Thursday, July 31, 2014

Powering an Ultra-Luminous Galaxy Cluster

In some galaxy clusters, the central intracluster gas can become dense enough to cool radiatively within the cluster’s lifetime. This can drive a continuous flow of cooling gas plunging towards the cluster’s centre. The paucity of such cooling flows suggests that in galaxy clusters where such a process might occur, some form of astrophysical feedback kicks in to prevent the development of a runaway cooling flow. A study by M. McDonald et al. (2012) of the Phoenix Cluster (SPT-CLJ2344-4243) reveals it to be one of the most massive galaxy clusters known. The Phoenix Cluster lies at a distance of almost 6 billion light years, and its mass is estimated to be ~2500 trillion times the Sun’s mass. For comparison, the Milky Way, with its few hundred billion stars, is estimated to be only ~1.5 trillion times the Sun’s mass. The Phoenix Cluster also has ~2 trillion times the Sun’s luminosity.

Artist’s illustration of the Phoenix Cluster, showing the strong flow of cooling gas sinking towards the central galaxy. Image credit: Chandra X-Ray Observatory.

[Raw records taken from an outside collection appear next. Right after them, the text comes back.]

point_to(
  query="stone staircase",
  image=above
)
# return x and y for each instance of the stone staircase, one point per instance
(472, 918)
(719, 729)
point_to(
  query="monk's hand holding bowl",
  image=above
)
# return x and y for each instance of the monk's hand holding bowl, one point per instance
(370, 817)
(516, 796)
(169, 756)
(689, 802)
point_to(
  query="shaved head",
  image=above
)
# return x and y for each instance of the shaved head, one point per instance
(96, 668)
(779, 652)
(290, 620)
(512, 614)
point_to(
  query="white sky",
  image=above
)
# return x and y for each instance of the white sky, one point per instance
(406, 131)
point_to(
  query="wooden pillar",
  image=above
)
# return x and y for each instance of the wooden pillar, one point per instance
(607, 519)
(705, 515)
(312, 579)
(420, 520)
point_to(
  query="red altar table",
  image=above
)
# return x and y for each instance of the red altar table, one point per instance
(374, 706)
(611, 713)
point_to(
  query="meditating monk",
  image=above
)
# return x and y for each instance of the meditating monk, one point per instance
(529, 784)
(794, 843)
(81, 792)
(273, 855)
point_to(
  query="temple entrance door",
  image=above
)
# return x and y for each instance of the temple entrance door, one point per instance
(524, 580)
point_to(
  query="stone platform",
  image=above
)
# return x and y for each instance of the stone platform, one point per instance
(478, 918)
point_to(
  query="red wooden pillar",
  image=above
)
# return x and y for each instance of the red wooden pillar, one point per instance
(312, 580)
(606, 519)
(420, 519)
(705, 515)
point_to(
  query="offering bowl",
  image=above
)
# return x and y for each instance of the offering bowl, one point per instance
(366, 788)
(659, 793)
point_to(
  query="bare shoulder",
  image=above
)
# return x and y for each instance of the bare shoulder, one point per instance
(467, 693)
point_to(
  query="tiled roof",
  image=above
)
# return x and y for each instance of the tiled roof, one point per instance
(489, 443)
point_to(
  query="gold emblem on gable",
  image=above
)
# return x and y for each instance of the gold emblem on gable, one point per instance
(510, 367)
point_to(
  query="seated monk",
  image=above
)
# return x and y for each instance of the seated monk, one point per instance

Observations of the Phoenix Cluster by a number of telescopes show the presence of an extremely strong cooling flow bound for the cluster’s centre. The flow rate is estimated to be ~4000 solar masses per year. With such a tremendous inflow of material, the central galaxy of the Phoenix Cluster is undergoing a massive starburst episode, churning out new stars at a remarkable rate of ~750 solar masses per year. For comparison, the present-day star formation rate in the Milky Way is roughly one solar mass per year. The high inflow rate and the high star formation rate suggest that the astrophysical feedback to prevent the formation of a runaway cooling flow has yet to be fully established in the Phoenix Cluster.

At the heat of the central galaxy in the Phoenix Cluster lies a supermassive black hole that is estimated to have a mass of about 20 billion times the mass of the Sun. The supermassive black hole is also accreting material at a prodigious rate of ~60 solar masses per year, or roughly one Earth mass every two seconds. The strong cooling flow in the Phoenix Cluster is believed to be short-lived in contrast to long periods of strong astrophysical feedback; else both the central galaxy and its supermassive black hole would become too massive.

Reference:
M. McDonald et al. (2012), “A Massive, Cooling-Flow-Induced Starburst in the Core of a Highly Luminous Galaxy Cluster”, arXiv:1208.2962 [astro-ph.CO]